An important element in PROC SQL is its Data Definition Language (DDL) capabilities. From creating and deleting tables (see Chapter 5, “Creating, Populating, and Deleting Tables”) and indexes to altering table structures and columns, the DDL provides PROC SQL programmers with a way to change (or redefine) the definition of one or more existing tables. The ALTER TABLE statement permits columns to be added, modified, or dropped in a table with the ADD, MODIFY, or DROP clauses. When a table’s columns or attributes are modified, the table’s structural dynamics also change. The following sections examine the various ways tables can be modified in the SQL procedure.
As requirements and needs change, a database’s initial design may require one or more new columns to be added. Before any new columns can be added, complete ownership of the table must be granted. When you have exclusive access, each new column that you add is automatically added at the end of the table’s descriptor record. This means that the ALTER TABLE statement’s ADD clause modifies the table without reading or writing data.
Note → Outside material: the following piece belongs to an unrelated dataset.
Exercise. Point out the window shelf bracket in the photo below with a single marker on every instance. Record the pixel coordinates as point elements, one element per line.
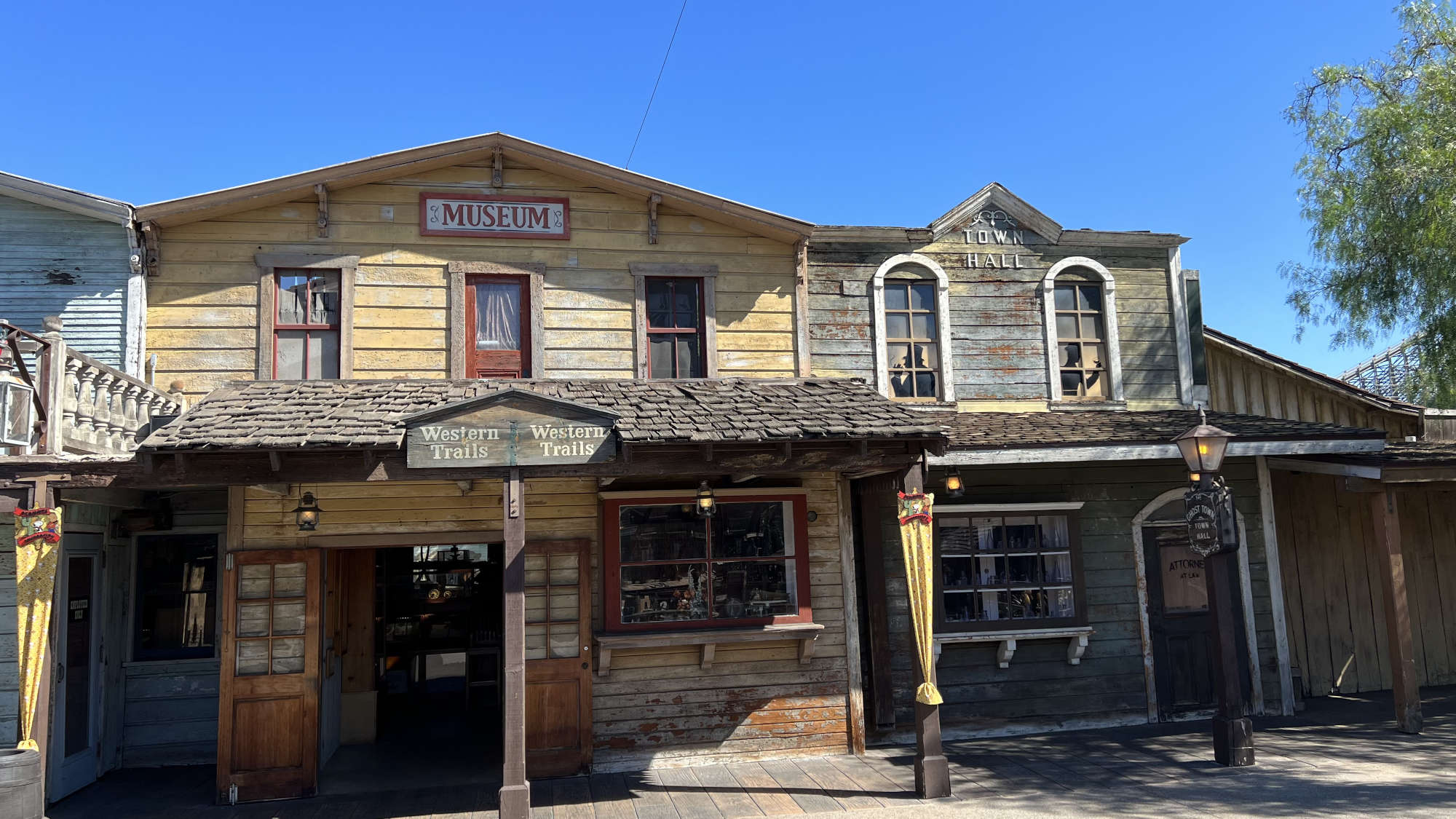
<point>1077,638</point>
Suppose you were given a new requirement to improve your ability to track the status of inventory levels. It is determined that your organization can achieve this new capability by adding a new column to the INVENTORY table. The ADD clause is used in the ALTER TABLE statement to define the new column, INVENTORY_STATUS, and its attributes. The new column’s purpose is to identify the following inventory status values: “In-Stock”, “Out-of-Stock”, and “Back Ordered”.
SQL Code
PROC SQL; ALTER TABLE INVENTORY ADD inventory_status char(12); QUIT;
Once the new column is added, the SAS log indicates that 6 columns exist in the INVENTORY table.
SAS Log Results
PROC SQL; ALTER TABLE INVENTORY ADD inventory_status char(12); NOTE: Table WORK.INVENTORY has been modified, with 6 columns. QUIT; NOTE: PROCEDURE SQL used: real time 0.44 seconds |
The output shows the INVENTORY_STATUS column added at the end of the INVENTORY table.
Results
The CONTENTS Procedure -----Alphabetic List of Variables and Attributes----- # Variable Type Len Pos Format Informat Label __________________________________________________ __________________________________ 4 invencst Num 6 22 DOLLAR10.2 Inventory Cost 2 invenqty Num 3 19 Inventory Quantity 6 inventory_status Char 12 4 5 manunum Num 3 28 Manufacturer Number 3 orddate Num 4 0 MMDDYY10. MMDDYY10. Date Inventory Last Ordered 1 prodnum Num 3 16 Product Number -----Variables Ordered by Position----- # Variable Type Len Pos Format Informat Label __________________________________________________ __________________________________ 1 prodnum Num 3 16 Product Number 2 invenqty Num 3 19 Inventory Quantity 3 orddate Num 4 0 MMDDYY10 . MMDDYY10. Date Inventory Last Ordered 4 invencst Num 6 22 DOLLAR10 .2 Inventory Cost 5 manunum Num 3 28 Manufacturer Number 6 INVENTORY_STATUS Char 12 4 |
Column position is not normally important in relational database processing. But, there are times when a particular column order is desired, for example when SELECT * (select all) syntax is specified. To add one or more columns in a designated order, the SQL standard provides a couple of choices. You can:
Create a new table with the columns in the desired order and load the data into the new table,
Create a view that puts the columns in the desired order and then access the view in lieu of the table (see Chapter 8, “Working with Views,” for a detailed explanation).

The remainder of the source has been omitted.